This video condenses an entire year of weather into 8 minutes

Watching the weather is pretty much an all-year pastime for people in Britain. But thanks to the technological wonder of satellites, YouTube, time-lapse editing and the European Organisation for the Exploitation of Meterological Satellites, that process just became a lot more efficient.

EUMETSAT is a pan-European agency which takes responsibility for helping to launch and maintain many of the continent's satellites, and in doing so gather weather and climate data and deliver them around the world. The data specifically helps EUMETSAT deliver warnings to emergency services, and can help mitigate severe weather disasters including storms and flooding.
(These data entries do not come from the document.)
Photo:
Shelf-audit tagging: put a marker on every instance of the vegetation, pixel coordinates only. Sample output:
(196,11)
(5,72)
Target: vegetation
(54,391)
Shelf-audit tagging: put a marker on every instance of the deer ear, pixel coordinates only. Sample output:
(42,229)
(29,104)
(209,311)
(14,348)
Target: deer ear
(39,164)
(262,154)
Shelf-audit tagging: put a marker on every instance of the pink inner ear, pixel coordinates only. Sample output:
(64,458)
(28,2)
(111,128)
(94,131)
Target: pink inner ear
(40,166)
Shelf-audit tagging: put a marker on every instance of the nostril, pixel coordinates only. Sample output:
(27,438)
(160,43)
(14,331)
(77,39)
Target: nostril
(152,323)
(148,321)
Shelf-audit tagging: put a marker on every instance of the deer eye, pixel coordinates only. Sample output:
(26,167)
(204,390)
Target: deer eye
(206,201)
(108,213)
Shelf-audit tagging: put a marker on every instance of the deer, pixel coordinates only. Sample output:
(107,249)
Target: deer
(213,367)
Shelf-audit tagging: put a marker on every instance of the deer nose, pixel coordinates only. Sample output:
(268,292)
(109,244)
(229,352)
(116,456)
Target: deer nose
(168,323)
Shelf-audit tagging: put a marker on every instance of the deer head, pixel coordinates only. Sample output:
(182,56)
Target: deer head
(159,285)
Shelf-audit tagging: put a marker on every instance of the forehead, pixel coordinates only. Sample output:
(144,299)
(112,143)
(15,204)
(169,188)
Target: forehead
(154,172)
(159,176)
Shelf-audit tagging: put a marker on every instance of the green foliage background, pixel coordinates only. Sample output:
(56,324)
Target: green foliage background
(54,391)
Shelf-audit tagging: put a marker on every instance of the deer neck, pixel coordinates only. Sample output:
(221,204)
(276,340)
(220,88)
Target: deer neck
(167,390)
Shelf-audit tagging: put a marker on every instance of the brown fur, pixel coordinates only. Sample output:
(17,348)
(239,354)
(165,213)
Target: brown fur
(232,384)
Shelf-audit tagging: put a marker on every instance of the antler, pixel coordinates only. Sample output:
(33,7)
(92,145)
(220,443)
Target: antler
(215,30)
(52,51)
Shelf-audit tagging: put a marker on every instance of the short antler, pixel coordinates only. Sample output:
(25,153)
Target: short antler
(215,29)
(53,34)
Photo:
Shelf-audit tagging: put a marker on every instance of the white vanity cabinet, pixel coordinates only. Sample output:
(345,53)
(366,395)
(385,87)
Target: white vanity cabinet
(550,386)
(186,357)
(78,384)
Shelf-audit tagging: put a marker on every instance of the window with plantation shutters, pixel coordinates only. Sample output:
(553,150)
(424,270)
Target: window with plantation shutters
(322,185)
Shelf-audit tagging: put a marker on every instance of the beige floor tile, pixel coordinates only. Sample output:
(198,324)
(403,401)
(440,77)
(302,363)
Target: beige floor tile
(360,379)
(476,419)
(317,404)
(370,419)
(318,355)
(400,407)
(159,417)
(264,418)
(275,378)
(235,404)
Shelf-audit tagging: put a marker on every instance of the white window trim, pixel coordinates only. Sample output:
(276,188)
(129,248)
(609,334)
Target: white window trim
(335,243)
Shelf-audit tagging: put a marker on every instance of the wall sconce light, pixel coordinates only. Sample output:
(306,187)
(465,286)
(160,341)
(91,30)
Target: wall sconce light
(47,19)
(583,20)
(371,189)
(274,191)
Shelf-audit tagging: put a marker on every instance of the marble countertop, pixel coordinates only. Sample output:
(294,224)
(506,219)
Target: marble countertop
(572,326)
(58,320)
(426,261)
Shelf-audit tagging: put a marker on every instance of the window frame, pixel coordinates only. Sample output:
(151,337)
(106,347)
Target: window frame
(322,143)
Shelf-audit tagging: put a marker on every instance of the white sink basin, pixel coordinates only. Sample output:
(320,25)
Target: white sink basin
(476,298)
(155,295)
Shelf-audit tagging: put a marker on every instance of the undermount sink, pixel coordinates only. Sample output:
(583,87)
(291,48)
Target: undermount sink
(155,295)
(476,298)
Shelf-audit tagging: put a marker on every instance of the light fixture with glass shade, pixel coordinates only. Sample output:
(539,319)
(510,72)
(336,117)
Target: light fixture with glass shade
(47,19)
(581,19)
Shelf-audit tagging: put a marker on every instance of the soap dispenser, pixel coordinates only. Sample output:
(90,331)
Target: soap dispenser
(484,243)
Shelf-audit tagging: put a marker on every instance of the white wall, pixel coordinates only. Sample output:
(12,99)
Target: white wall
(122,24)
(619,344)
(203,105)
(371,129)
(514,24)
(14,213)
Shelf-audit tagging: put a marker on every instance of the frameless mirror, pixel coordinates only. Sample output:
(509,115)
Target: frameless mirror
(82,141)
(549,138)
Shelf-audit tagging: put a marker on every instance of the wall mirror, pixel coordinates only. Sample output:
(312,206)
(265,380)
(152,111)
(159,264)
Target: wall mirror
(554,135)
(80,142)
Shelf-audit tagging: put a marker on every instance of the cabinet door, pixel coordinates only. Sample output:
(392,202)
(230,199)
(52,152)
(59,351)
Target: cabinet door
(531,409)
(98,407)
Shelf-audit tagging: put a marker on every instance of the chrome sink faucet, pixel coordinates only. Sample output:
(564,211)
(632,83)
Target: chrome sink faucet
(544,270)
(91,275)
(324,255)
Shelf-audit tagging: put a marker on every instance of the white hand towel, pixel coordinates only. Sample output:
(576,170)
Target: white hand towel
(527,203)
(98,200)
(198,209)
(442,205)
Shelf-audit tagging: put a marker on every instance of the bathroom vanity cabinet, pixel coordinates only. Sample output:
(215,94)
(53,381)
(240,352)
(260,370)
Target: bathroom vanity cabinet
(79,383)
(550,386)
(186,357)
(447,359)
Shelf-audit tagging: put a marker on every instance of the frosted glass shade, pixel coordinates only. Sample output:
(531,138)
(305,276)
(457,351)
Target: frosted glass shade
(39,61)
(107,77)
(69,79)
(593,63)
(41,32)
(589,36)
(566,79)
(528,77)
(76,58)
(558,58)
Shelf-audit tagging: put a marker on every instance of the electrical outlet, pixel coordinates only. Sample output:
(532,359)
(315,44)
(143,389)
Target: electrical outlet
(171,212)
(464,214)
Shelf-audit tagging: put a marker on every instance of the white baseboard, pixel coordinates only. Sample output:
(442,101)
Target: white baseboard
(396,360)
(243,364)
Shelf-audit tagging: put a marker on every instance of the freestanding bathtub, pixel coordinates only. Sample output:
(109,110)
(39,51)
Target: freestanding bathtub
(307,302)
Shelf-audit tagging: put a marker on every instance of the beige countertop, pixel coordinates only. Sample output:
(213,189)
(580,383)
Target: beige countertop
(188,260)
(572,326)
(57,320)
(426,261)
Naturally that means they have a lot of information about what the weather was like last year -- hot and wet, generally speaking -- and they have now helpfully combined it all into one, eight-minute video that shows the entire global weather system in 2015. The visualisation, above, comprises satellite data gathered with infrared satellites and superimposes it above Nasa's Blue Marble map of Earth, which changes with the seasons. The data also includes information gathered by NOAA (US National Oceanic and Atmospheric Administration) and the JMA (Japan Meteorological Agency).

Mark Higgins, Training Manager at EUMETSAT, commentates the video. "One of the challenges of meteorological forecasting is to make people aware of what's coming appropriately," he says, as the video approaches winter and shows several storms hurtling into the UK. "The UK and Ireland worked in 2015 to name storms, in part to warn people of significant storms as they are coming," he continues, as Storm Abigail, Barney, Clodagh, Desmond and Eve barrel into the British Isles in the animation.

Sadly it would appear that the weather systems affecting more or less the entire globe will continue to be disrupted and violent over the coming year -- so as you're being pummelled by rain, snow and ice, or baked in the hot summer sun later in 2016, at least you can take some small solace in knowing it will make for another interesting EUMETSAT video in about six months' time.